Department of Medical Social Sciences, Northwestern University Feinberg School of Medicine, Chicago, IL, USA.
Department of Epidemiology and Data Science, Amsterdam UMC, Vrije Universiteit, Amsterdam, The Netherlands.
Value Health. 2023 Oct;26(10):1518-1524. doi: 10.1016/j.jval.2023.06.002. Epub 2023 Jun 12.
This study aimed to examine the ability of classical test theory (CTT) and item response theory (IRT) scores assessed by Patient-Reported Outcomes Measurement Information System® (PROMIS®) measures to identify significant individual changes in the setting of clinical studies, using both simulated and empirical data.
We used simulated data to compare the estimation of significant individual changes between CTT and IRT scores across different conditions and a clinical trial data set to verify the simulation results. We calculated reliable change indexes to estimate significant individual changes.
For small true change, IRT scores showed a slightly higher rate of classifying change groups than CTT scores and were comparable with CTT scores for a shorter test length. Additionally, IRT scores were found to have a prominent advantage in the classification rates of change groups for medium to high true change over CTT scores. Such an advantage became prominent in a longer test length. The empirical data analysis results using an anchor-based approach further supported the above findings that IRT scores can more accurately classify participants into change groups than CTT scores.

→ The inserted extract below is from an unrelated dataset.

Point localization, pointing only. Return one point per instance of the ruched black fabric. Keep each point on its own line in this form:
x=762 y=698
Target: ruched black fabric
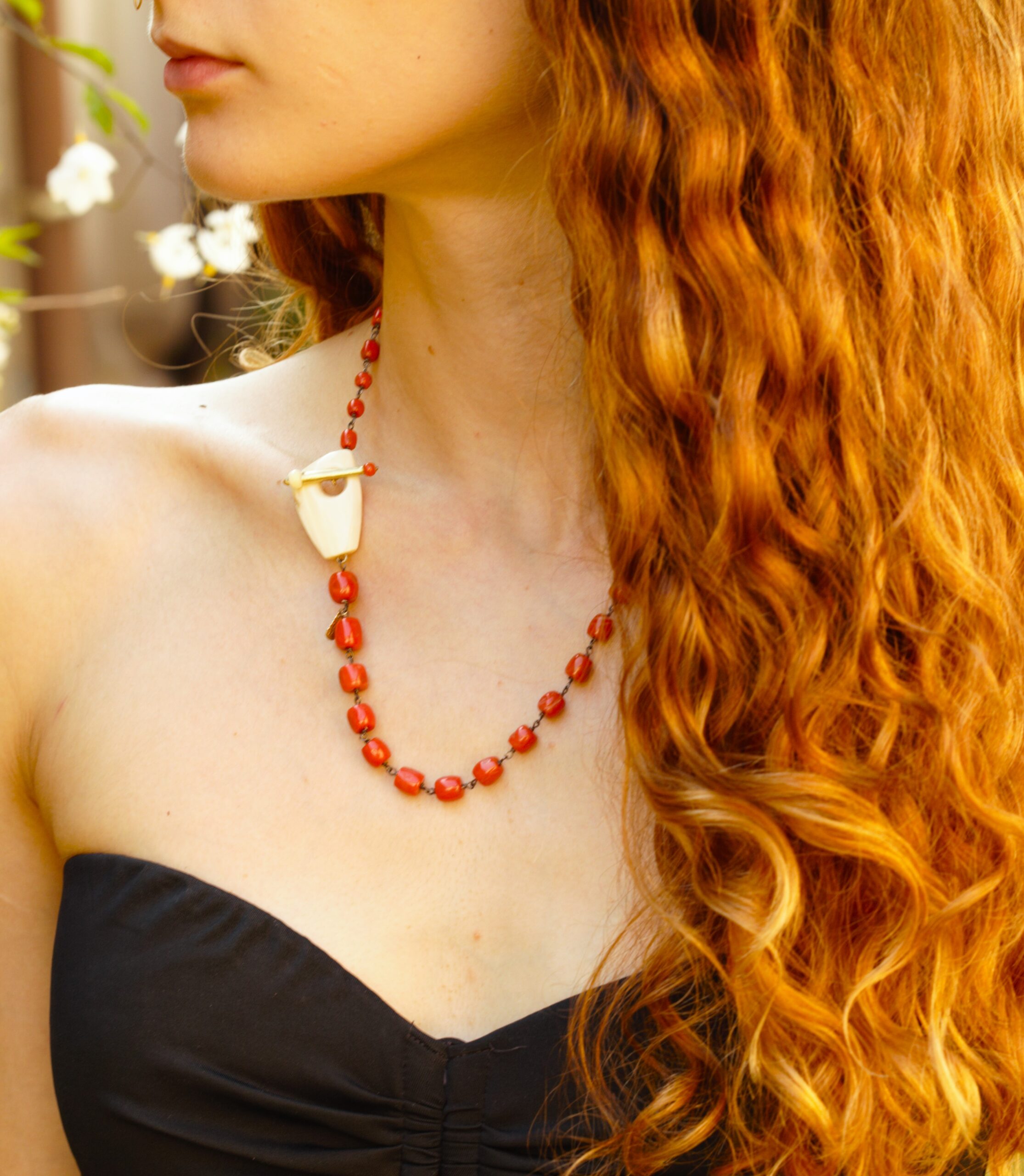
x=194 y=1034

Given that IRT scores perform better, or at least comparably, in most conditions, we recommend using IRT scores to estimate significant individual changes and identify responders to treatment. This study provides evidence-based guidance in detecting individual changes based on CTT and IRT scores under various measurement conditions and leads to recommendations for identifying responders to treatment for participants in clinical trials.
本研究旨在使用患者报告结局测量信息系统(PROMIS®)测量的经典测试理论(CTT)和项目反应理论(IRT)评分,通过模拟和实证数据,考察其在临床研究环境中识别个体显著变化的能力。
我们使用模拟数据比较了不同条件下 CTT 和 IRT 评分在个体显著变化估计方面的表现,并通过临床试验数据集验证了模拟结果。我们计算了可靠变化指数来估计个体的显著变化。
对于较小的真实变化,IRT 评分比 CTT 评分略高,且在测试长度较短的情况下与 CTT 评分相当。此外,对于中到高真实变化的变化组分类,IRT 评分相对于 CTT 评分具有明显的优势。这种优势在测试长度较长时更为显著。基于锚定的实证数据分析结果进一步支持了上述发现,即 IRT 评分比 CTT 评分更能准确地将参与者分类为变化组。
鉴于 IRT 评分在大多数情况下表现更好,或者至少相当,我们建议使用 IRT 评分来估计个体的显著变化,并识别治疗的应答者。本研究为在各种测量条件下基于 CTT 和 IRT 评分检测个体变化提供了循证指导,并为临床试验中识别治疗应答者的参与者提供了建议。